What’s the code actually doing?

Last week, a friend of mine told me that one of his Web servers was brought low when Apache Cocoon, an open source document-publishing framework, filled up a disk volume with a log file. At that point, Cocoon — and the Apache Web server that it fed — quietly shut down.

Solving the problem by flushing the log took only a few minutes once the cause was identified. However, the situation brought out the cautionary tale that if we leverage bits we didn’t write ourselves, we’ll never know everything about how those bits will behave under every circumstance.

That’s not an issue exclusive to open source code, of course; it applies to commercial applications and middleware, Web services, hosted SaaS apps, and applications mashed together using SOA.

And there ain’t nuthin’ you can do about it, other than expect the unexpected all the time.

What about code that your development teams have written? Can you trust that you know everything that it’s doing? Of course not. In many cases, you have no idea what’s really going on behind the scenes. That’s true whenever you use external libraries, or generate code with wizards, or use just about any other feature of today’s higher-level languages.
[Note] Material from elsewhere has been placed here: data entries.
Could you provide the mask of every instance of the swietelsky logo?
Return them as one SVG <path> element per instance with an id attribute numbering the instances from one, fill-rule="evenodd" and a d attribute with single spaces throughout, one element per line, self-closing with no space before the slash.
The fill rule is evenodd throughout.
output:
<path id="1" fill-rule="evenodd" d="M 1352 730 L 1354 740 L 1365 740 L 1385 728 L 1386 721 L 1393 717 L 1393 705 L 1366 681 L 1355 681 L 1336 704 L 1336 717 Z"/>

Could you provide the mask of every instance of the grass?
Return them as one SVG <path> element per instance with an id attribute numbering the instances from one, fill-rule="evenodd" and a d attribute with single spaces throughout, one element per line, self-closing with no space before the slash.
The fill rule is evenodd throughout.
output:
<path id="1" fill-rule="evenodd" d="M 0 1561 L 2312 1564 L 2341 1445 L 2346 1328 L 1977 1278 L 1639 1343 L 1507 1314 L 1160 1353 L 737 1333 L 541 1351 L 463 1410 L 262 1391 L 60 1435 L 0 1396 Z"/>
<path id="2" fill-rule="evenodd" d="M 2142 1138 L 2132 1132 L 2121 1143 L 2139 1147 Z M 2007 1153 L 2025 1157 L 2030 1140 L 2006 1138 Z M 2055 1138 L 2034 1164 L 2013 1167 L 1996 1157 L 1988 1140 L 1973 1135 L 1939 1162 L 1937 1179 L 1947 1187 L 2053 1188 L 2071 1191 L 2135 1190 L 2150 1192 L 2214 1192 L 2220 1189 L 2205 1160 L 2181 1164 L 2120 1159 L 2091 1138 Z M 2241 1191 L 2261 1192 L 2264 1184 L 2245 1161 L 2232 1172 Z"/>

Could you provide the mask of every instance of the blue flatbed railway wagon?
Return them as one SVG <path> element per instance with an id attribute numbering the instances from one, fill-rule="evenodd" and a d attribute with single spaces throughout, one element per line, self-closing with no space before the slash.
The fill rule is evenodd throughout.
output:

This point was brought home recently in an excellent talk on machine architecture by Herb Sutter, a C++ guru and software architect at Microsoft. (In his spare time, Herb chairs the ISO C++ standards committee.) His two-hour talk, called “Machine Architecture: Things Your Programming Language Never Told You,” can be watched on Google Video, and should be required viewing for your architects and senior developers.

Regarding his talk, Herb writes, “Would you be surprised to discover that only about 1% (one percent) of all the transistors on your modern CPU exist to ever compute anything? And that the other 99% (ninety-nine percent) of your CPU’s transistors are essentially dedicated to nothing but hiding memory latency? Those are round numbers, of course. But you get the idea…”

Pass this link around your staff. Make some popcorn and set up a group viewing in a conference room. You’ll be glad you did.

And what about that Oct. 10th bug? Last week, I heard about a piece of integation glue logic that failed when, for the first time this year, a date field’s month/day went to four digits (1010). Since every previous instance had been two or three digits, the design flaw in the new mashup app went undetected. Whoops!